Okay. So Kate, let's talk about how one actually goes about measuring the degree to which a given stock is a value stock. As you know, Style Analytics is all about measuring the sub factors for each stock and each portfolio. The traditional way to measure value established by Fama and French, back in the 90's, they used book-to-price ratio. Now we of course measure that, but we also provide over 20 different measures of "valueness." And last year we even wrote a paper about how free cashflow yield looks to provide a better measure of "valueness" than book-to-price, especially for modern companies, because it handles intangibles better. Now we don't advocate using any one measure, but rather always a number of them. And we certainly don't advocate using someone else's scripted formula. So each of our clients differentiates themselves based on their own way of evaluating each of these factors and in your case valueless. So how do you do it?

Kate Mead:

Yeah, so I think our process is one that tends to be pretty heavily cashflow focused primarily because that correlates extremely well with how companies create value over time.

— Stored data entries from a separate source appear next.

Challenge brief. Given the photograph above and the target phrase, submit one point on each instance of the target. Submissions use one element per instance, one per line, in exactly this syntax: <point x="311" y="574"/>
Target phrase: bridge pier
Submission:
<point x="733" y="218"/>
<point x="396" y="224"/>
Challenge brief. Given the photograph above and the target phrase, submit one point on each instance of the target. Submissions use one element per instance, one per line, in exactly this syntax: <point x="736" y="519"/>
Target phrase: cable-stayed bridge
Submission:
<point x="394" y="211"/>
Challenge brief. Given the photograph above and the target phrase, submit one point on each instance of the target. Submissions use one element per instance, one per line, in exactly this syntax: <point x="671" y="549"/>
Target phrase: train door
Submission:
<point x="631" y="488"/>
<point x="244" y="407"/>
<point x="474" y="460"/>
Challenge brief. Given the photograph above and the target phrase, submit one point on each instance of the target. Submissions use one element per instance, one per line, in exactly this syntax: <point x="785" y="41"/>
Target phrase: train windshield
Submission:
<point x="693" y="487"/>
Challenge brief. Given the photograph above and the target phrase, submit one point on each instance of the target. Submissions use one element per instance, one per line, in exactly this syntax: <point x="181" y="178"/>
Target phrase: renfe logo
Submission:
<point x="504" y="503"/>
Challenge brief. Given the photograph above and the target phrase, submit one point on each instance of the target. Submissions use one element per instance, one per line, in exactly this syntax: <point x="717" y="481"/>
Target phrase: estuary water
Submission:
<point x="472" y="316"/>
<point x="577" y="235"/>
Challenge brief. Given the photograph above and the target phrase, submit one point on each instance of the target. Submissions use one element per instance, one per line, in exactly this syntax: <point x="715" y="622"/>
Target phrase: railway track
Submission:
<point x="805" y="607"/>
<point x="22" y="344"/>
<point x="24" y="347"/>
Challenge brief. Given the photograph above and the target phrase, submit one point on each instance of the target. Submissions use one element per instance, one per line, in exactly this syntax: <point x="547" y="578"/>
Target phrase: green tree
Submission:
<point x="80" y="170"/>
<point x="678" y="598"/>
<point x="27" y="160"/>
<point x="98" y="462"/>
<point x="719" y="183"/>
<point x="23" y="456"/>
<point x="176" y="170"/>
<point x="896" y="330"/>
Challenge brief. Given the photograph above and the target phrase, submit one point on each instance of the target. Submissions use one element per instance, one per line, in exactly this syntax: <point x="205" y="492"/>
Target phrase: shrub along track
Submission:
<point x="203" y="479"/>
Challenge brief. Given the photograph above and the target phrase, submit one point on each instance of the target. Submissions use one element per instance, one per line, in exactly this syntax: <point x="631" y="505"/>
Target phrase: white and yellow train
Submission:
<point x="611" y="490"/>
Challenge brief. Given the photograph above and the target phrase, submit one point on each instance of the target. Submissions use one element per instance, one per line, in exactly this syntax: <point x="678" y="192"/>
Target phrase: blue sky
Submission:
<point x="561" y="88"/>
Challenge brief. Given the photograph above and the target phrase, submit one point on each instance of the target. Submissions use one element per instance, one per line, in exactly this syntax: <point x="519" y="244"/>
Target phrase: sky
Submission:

But we don't use one singular metric. We have a mosaic approach. We look at free cashflow multiples. We look at free cashflow yield. We do balance sheet adjusted valuation metrics. So, enterprise value to unlevered free cash flow. We look at normalized earnings and normalized free cash flow over time. We use DCF's [Discounted Cash Flows] and reverse DCF's as another tool to help triangulate not only what the potential opportunity is, but importantly, where can you expect to get downside support? So our investment philosophy has always been, if we do a really good job, not losing our client's money, where the rest is going to almost take care of itself. So thinking about those downside risks and scenarios is a really important part of our process, and valuation is a very critical piece of that downside support. I think that book-to-price or book valuation metrics have really been. I think we're , you know, historically where there's been a lot of emphasis, whether it's in the index construction, or more quantitative methodologies. And I think if you were to go back to the 1970s and probably to the mid eighties, that kind of made sense. A lot of businesses had hard assets, it was more manufacturing led and there was a greater degree of correlation between how companies created value and the book value - you know , book value and book value growth, and what you were paying for that. I think because of the growth in intangibles and intangibles today are about 85% of assets, that book value metric is less important across the board.